Au Mali, les forces armées sont soupçonnées d'un massacre de grande ampleur à Moura, dans le centre du pays. Avec l'aide présumée des mercenaires russes de la société paramilitaire privée Wagner.

Article rédigé par Isabelle Labeyrie
Radio France
Publié
Temps de lecture : 3min
Des soldats maliens, lors de la parade pour les 60 ans de l'indépendance du Mali, le 22 septembre 2020. Image d'illustration. (MICHELE CATTANI / AFP)

Le massacre a été perpétré à Moura, dans le delta du fleuve Niger. Ce dimanche 27 mars, c'est jour de marché aux bestiaux à Moura. Dans ce village qui depuis 2016 vit sous la coupe de jihadistes liés à Al Qaïda, les islamistes sont nombreux, ils viennent de toute la zone acheter à manger ou revendre du bétail saisi aux éleveurs.

En fin de matinée, tout bascule : au moins deux hélicoptères atterrissent près du marché, des militaires en descendent, échanges de tir avec des jihadistes qui très vite se fondent dans la foule. D'autres soldats arrivent, le village est bouclé, impossible d'en sortir. Les horreurs commencent. Les hommes sont triés en différents groupes, exécutés par balles avant d'être jetés dans des fosses communes, où les corps sont parfois brûlés. L'indicible va durer cinq jours.

Qui a été tué : des civils ou des jihadistes ? Pour Human Rights Watch, majoritairement des civils. Dans un rapport publié hier, l'ONG estime que 300 personnes ont ainsi été exécutées de façon sommaire et sans distinction. Si ces faits sont confirmés, il s'agirait de la pire atrocité de ce conflit qui ronge le Mali depuis dix ans.

Pour Bamako ce sont des jihadistes qui ont été ciblés et tués. Le 1er avril, l'armée malienne revendique "une opération nettoyage" de grande envergure à Moura et la mort de 203 terroristes. La presse favorable à la junte au pouvoir salue "une victoire éclatante" ; face aux mises en cause de plus en plus nombreuses, l'état-major dénonce mardi 5 avril dans un nouveau communiqué des "spéculations diffamatoires".

Selon les survivants du massacre interrogés par Human Rights Watch et différents médias français, les militaires blancs qui ont investi le village au côté des forces armées maliennes parlaient une langue inconnue, qui n'était pas le français. Or les services occidentaux estiment qu'environ 1 000 mercenaires russophones de la société militaire privée Wagner sont à l'oeuvre au Mali, depuis que la junte qui promet de reprendre la main sur le territoire, est en froid avec la France et ses alliés et qu'elle s'est rapprochée de Moscou.

Saura-t-on un jour ce qui s'est vraiment passé ? Paris et Washington qui se disent "gravement préoccupés" demandent l'ouverture d'enquêtes nationale et internationale.

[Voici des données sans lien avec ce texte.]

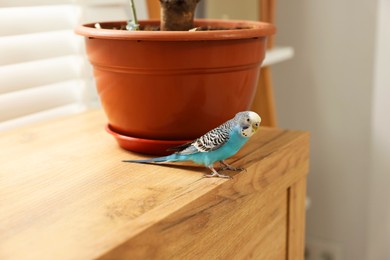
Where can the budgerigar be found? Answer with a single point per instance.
(216, 145)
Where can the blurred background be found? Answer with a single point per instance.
(336, 86)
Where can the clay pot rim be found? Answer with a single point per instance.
(251, 29)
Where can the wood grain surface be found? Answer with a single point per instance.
(65, 194)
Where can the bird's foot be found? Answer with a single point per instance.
(214, 173)
(218, 175)
(226, 166)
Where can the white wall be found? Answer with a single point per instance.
(380, 168)
(329, 89)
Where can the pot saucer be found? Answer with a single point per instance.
(144, 146)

Mais les autorités empêchent par exemple les enquêteurs de la Minusma, la force de l'ONU sur place, d'accéder au village.

Comme l'an dernier, après la frappe contestée de l'armée française sur le village de Bounti, qui avait tué 22 personnes, deux versions contradictoires vont continuer à s'opposer. Sur le terrain les affaires continuent. Selon des sources locales, dès vendredi dernier les jihadistes avaient repris leurs prêches à Moura.